Salih Müslim, Abdullah Öcalan’a yönelik tecrit uygulamasıyla ilgili olarak da değerlendirmelerde bulundu:
“Önderliğin bir sözünden bile rahatsız oluyorlar. En azından Kürtlerin ona bağlılığını biliyorlar. Onun için Kürt halkını bastırmak için orada işkence ve tecrit uyguluyorlar. Mesele buradadır. Buna karşı da Kürt halkı nerede olursa olsun direniyor. Zindanlarda, meydanlarda, Avrupa’da, Kürdistan’da buna karşı direniyor. Artık herkes bunun farkındadır. Kürt sorununa çözüm bulmak için tek muhatap vardır. Önder Abdullah Öcalan’dır. Ancak o Kürt halkını ikna edebilir. Başka çaresi yoktur.

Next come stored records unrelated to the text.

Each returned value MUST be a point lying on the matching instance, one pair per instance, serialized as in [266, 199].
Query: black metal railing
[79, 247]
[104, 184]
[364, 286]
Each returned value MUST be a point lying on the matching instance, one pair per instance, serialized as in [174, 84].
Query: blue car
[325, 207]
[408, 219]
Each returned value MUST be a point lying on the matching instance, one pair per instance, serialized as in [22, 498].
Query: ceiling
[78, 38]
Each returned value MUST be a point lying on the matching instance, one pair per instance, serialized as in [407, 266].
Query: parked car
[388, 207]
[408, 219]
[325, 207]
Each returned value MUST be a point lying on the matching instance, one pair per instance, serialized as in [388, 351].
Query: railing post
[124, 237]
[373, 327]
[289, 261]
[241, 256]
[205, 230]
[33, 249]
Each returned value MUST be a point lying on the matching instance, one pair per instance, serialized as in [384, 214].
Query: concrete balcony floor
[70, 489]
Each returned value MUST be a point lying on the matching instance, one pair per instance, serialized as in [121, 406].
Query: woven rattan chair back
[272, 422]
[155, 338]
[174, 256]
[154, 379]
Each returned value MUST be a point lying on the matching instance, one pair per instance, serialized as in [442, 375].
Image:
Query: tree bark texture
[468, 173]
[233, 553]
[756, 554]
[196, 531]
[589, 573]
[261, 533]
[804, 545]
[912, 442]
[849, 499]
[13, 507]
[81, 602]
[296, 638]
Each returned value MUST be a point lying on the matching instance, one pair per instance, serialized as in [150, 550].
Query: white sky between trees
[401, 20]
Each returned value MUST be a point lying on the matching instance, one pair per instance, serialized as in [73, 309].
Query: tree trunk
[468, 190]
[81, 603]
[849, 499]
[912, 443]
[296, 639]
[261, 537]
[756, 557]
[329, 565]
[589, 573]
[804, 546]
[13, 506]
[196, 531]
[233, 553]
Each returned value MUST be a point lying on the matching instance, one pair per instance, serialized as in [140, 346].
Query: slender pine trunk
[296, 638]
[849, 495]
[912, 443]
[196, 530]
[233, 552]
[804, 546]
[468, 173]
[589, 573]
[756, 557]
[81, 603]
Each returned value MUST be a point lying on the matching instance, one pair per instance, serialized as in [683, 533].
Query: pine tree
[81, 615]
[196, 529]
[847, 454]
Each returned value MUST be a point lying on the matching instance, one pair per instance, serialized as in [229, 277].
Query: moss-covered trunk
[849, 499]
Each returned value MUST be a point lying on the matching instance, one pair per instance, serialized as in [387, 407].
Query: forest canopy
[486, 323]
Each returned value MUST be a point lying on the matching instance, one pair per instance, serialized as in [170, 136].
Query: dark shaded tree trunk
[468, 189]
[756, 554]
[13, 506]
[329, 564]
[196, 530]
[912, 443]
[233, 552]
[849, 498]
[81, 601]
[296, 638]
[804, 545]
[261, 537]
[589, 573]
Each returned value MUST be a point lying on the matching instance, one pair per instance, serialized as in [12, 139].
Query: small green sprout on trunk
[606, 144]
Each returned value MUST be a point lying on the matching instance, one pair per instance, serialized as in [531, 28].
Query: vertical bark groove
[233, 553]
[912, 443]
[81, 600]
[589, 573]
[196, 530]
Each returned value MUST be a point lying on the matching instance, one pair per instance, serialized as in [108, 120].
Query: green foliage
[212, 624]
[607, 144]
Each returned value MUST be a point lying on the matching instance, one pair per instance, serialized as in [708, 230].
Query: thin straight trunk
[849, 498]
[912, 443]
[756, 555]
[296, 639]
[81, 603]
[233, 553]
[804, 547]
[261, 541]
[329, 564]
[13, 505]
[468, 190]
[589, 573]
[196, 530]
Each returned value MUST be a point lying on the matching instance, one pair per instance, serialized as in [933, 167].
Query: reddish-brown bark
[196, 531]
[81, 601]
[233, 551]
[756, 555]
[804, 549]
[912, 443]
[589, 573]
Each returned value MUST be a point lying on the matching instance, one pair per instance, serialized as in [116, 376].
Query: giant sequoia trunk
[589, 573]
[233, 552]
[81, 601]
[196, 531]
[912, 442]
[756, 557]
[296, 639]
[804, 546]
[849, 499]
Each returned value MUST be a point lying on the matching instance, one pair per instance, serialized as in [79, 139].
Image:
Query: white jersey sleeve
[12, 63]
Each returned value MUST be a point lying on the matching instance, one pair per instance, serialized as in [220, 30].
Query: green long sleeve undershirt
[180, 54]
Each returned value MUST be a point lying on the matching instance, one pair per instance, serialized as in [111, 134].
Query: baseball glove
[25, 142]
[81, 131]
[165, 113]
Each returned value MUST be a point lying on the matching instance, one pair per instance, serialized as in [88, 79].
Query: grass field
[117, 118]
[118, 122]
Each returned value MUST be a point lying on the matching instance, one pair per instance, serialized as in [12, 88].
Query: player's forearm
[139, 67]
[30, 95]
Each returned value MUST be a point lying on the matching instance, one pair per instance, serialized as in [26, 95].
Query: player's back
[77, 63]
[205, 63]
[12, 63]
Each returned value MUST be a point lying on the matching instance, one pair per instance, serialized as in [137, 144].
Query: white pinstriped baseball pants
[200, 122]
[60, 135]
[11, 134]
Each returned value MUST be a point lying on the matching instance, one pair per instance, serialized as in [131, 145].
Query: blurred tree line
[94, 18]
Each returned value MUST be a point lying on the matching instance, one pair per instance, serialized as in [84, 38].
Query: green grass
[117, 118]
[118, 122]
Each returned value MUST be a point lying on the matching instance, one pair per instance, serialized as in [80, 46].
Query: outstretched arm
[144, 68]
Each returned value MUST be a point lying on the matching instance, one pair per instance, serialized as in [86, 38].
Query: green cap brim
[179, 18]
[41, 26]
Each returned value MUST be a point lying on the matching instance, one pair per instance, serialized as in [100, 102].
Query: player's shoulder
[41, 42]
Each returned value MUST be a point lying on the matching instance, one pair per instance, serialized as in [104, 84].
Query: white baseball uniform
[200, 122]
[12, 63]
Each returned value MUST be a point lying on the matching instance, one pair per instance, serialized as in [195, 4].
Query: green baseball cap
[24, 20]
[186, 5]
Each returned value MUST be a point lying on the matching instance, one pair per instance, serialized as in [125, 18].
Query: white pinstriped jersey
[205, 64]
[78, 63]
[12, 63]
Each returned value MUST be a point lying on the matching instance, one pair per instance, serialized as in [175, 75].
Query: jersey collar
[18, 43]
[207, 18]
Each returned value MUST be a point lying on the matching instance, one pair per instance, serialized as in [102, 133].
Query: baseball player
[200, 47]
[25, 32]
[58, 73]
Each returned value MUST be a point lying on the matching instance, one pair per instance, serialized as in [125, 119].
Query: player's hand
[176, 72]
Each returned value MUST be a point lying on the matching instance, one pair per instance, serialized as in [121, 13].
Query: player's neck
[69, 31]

Bu tecridi uygulayarak Kürt sorunu konusunda hiçbir zaman ciddi bir adım atmak niyetinde değiller. Bu baskılar onların kötü niyetli olduğunu gösteriyor. Halk da tabii buna karşı direniyor ve direnecektir de. Hangi güç olursa olsun, gerçekten Ortadoğu’da istikrarı, Kürt sorununun çözümünü istiyorsa muhakkak İmralı’da başlamalıdır. Kürt halkı sadece İmralı’yı dinliyor. Başka yolu yoktur…
Orada uygulanan tecrit uygulamaları hiçbir yasaya uygun değildir. Hatta Türkiye’nin uluslararası kanunlarına göre de uyumlu değildir. Öyle bir duruma gelmiştir ki, artık ahlaki boyutu kalmamıştır. Bu nedenle kabul edilemez. Avrupa’da olsun, şurada burada olsun; eğer gerçekten insanlığı, insan haklarından hukuktan bahsediliyorsa bu gerçeği görmeleri gerekiyor.
Türk devleti saldırırken, sadece Bakur Kürtlerine ya da PKK’ye saldırmıyor; bütün Kürt halkına karşı savaşıyor. Demek oluyor ki, buna ortak olan da bütün Kürt halkına karşı savaşıyor.”